More importantly, we do have a monied class in our community, and like Wendall Pierce, it needs to decide to create products and services that are needed in our community and not just buy a house with marble countertops and star in basketball housewives while driving an expensive set of cars.  

The entrepreneur that I look up to the most is Magic Johnson. I wish there were more Johnson's in the world, and not because my mom's maiden name is Johnson. He took his wealth from his career as an extraordinary basketball player and has created a business empire that resonates today in a great many communities.  He proved that black inner city residents want products and services too.  His creation of movie theater complexes in Watts, CA and Harlem, USA completely changed these areas. Creating an artistic anchor in the community paved the way for other big box stores to move in.  Countless other urban centers, like Newark and Washington, DC have used this same basic model to spark business in their communities by investing in arts centers to attract tourism and nighttime entertainment.  Harlem started to flourish because after people went to the movies, they wanted something to eat, or wanted to listen to some music at a club, or buy some clothes before hand, or go to a spa.  All of these types of businesses are flourishing in Harlem now. They employ people in the community and people from outside Harlem visit and spend money there regularly. 

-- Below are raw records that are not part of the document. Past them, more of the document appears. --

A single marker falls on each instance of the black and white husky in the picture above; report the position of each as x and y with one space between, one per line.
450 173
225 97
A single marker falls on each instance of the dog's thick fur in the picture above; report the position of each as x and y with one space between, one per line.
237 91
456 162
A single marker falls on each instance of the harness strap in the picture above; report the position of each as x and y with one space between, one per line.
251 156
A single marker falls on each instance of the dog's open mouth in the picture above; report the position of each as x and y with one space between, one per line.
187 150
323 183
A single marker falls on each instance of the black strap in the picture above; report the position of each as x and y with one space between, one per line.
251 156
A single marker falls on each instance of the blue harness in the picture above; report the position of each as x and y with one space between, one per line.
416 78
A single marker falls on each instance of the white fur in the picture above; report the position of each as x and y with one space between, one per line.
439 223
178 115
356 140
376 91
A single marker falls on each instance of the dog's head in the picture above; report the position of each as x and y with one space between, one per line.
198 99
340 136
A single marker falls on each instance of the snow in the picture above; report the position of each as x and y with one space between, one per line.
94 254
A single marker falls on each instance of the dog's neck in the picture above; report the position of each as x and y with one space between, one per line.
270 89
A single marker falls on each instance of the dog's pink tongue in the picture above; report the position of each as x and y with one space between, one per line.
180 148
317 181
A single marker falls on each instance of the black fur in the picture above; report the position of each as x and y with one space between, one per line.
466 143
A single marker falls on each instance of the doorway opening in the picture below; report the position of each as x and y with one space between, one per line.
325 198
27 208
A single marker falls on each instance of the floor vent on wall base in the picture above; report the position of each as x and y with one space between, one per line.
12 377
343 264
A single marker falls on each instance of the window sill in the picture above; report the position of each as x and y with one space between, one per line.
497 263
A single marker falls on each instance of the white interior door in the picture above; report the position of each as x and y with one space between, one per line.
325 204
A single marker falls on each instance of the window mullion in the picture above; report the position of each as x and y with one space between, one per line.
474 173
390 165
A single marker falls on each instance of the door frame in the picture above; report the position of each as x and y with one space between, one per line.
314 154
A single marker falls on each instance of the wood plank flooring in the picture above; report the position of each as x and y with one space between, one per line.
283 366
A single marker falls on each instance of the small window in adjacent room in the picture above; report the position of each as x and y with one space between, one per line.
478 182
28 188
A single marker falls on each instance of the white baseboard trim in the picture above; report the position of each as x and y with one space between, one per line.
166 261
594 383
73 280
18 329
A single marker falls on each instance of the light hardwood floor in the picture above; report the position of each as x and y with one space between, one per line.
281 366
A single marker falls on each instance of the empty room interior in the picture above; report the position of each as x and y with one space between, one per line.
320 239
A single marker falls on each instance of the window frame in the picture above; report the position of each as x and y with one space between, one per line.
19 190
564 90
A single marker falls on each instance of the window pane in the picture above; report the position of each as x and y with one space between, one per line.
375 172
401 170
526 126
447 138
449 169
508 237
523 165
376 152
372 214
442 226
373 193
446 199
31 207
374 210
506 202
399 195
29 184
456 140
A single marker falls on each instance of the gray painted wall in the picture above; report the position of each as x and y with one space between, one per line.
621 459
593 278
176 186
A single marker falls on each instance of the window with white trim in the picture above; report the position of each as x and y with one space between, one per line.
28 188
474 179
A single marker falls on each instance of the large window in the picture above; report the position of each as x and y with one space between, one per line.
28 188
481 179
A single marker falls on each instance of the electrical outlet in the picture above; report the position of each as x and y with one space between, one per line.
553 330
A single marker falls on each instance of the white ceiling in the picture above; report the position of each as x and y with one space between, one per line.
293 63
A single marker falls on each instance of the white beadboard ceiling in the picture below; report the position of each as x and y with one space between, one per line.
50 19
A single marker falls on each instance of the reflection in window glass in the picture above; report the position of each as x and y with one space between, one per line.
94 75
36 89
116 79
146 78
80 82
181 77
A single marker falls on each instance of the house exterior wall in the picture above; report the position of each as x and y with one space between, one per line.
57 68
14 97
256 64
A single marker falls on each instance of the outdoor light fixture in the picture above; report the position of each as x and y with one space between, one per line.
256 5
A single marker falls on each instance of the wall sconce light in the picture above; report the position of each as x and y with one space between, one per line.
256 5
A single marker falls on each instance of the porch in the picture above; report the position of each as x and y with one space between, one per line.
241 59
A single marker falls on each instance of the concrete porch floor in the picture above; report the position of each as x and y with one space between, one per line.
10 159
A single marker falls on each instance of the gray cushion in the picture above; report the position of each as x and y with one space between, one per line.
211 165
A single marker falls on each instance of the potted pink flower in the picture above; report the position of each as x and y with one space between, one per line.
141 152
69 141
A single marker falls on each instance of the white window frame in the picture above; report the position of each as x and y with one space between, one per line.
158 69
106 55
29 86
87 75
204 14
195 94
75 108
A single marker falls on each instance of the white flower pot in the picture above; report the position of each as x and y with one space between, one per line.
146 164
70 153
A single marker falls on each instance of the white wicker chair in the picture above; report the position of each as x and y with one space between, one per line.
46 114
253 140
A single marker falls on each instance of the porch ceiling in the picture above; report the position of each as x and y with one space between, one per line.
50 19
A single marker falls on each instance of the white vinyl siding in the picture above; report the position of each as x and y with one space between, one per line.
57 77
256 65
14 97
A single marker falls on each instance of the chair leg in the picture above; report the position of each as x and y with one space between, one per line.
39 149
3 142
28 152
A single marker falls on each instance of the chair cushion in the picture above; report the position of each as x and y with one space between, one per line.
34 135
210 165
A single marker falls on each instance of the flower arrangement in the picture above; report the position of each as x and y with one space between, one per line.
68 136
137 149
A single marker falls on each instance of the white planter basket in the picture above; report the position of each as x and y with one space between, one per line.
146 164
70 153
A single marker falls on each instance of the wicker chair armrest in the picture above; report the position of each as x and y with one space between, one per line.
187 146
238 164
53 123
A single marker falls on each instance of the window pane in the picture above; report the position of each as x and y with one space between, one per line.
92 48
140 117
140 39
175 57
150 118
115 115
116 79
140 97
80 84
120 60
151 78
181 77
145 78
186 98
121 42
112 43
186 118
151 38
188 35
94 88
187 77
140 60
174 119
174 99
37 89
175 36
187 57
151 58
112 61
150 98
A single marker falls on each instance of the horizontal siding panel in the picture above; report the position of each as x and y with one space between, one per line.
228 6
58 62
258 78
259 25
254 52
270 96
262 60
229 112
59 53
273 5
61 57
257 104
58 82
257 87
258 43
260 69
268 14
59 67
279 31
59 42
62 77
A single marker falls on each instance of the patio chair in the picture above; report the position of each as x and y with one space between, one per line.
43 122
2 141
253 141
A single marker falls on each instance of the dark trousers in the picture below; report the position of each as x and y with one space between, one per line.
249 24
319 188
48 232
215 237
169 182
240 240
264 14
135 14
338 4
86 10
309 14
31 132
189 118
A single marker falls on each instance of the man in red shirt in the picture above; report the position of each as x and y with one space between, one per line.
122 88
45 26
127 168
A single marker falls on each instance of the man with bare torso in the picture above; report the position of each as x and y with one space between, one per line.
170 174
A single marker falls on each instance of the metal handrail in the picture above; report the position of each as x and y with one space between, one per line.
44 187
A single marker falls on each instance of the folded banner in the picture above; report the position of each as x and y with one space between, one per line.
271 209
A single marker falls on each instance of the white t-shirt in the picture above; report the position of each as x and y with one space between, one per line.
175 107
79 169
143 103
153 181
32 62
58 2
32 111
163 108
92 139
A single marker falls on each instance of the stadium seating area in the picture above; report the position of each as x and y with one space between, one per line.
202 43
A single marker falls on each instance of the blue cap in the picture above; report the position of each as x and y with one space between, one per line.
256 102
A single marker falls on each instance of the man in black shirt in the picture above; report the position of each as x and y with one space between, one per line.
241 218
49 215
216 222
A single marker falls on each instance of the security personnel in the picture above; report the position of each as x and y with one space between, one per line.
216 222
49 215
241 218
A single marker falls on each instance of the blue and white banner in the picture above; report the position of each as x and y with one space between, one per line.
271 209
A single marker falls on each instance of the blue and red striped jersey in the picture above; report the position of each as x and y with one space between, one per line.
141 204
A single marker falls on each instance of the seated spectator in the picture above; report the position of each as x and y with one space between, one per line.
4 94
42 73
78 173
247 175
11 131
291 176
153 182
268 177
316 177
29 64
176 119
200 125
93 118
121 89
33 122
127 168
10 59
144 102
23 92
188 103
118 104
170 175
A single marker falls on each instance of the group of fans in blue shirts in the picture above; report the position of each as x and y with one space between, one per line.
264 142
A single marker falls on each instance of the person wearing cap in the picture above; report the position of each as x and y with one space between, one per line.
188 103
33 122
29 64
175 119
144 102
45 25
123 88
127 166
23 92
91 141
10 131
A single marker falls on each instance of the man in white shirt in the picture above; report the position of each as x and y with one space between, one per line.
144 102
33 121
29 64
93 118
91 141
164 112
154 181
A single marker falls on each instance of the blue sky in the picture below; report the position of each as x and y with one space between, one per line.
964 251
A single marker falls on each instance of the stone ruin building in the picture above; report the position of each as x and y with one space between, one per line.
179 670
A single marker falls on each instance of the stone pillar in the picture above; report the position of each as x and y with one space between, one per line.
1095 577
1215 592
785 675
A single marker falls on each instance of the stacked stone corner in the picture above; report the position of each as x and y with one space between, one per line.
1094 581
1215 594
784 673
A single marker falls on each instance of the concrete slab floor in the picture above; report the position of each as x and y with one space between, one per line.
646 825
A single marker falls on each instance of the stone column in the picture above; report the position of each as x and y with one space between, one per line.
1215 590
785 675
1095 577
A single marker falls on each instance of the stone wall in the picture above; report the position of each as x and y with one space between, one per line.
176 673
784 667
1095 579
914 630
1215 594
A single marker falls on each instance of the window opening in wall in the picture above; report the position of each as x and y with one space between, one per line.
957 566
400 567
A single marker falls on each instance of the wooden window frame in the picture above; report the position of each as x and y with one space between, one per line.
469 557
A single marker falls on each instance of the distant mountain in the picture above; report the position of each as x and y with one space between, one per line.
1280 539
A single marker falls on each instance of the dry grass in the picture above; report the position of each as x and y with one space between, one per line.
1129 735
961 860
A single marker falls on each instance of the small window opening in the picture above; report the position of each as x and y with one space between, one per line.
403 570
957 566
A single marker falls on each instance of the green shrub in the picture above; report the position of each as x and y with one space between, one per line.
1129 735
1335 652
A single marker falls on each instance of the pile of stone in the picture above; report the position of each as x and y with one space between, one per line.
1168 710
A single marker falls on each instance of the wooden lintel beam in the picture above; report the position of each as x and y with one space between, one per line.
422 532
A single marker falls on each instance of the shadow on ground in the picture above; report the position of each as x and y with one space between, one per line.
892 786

So it's a two pronged approach: we need to create businesses at every level, and those with money in the black community need to diversify their business ideas, not just limiting their vision to a fashion or liquor line.  Then we as black people need to patronize those businesses because as my mother always used to say: We've got to support the business in our community because if we don't support us, who will?

It is high time for black people on all points of the wealth ladder to consciously decide that we will invest more within our communities. With more money going into those local businesses, they will hire more workers, hopefully lifting everyone up.